The Friends' School

Message from the Director

If you visited Friends’ Early Years recently we hope you were shocked by the mess! The good kind of mess, that is.

We hope you saw a mat with a partially built tower abandoned halfway through its construction, dress-up costumes discarded near the door and overturned buckets of pine cones or similar scattered across the floor. We trust you were surprised by just how much of the outside had found its way in and how much of the inside had found its way out.

We hope you were forced to jump over children huddled together on the carpet or dodge a flying ball as you walked out into our garden.

We hope you saw children drawing with chalk all over our lovely paths and were surprised to find that we didn’t say ‘no’ to the little girl who plucked one of our flowers!

Oh, and if you did enter our building in a lovely business suit, we hope that the bright red paint that brushed off the picture you passed came off in the wash!

We hope all of these things because Friends’ Early Years is passionate about the importance of play. You see, play is how young children learn. Play is how, when you were young, you learned. So, Friends’ Early Years is proud to proclaim that we are an outstanding provider of play-based learning in all its many forms.

We do physical play. We do play with objects. We do symbolic play. We do pretence/socio-dramatic play. We play games with rules.
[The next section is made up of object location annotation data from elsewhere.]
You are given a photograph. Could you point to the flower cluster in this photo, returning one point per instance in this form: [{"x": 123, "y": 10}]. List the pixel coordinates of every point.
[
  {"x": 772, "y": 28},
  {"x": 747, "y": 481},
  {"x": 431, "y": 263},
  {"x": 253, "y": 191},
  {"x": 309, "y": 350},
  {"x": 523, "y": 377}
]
We play in mud. We play in water. We play in wind. We play in rain. We also do something else – we give children the time and space to play.

So, we implore you, do not be in a hurry for your child to grow up, push them in a frenzied haste into formal schooling, denounce play as a waste of your child’s time or view Friends’ Early Years as nothing more than a glorified babysitting facility.

As Fred Rogers states, ‘Play is often talked about as if it were a relief from serious learning. But for children, play is serious learning.’

As you walk past our centre, please consider this – that boy you glimpse over our fence playing with a doll might just become a father one day, so don’t interrupt him, he’s learning.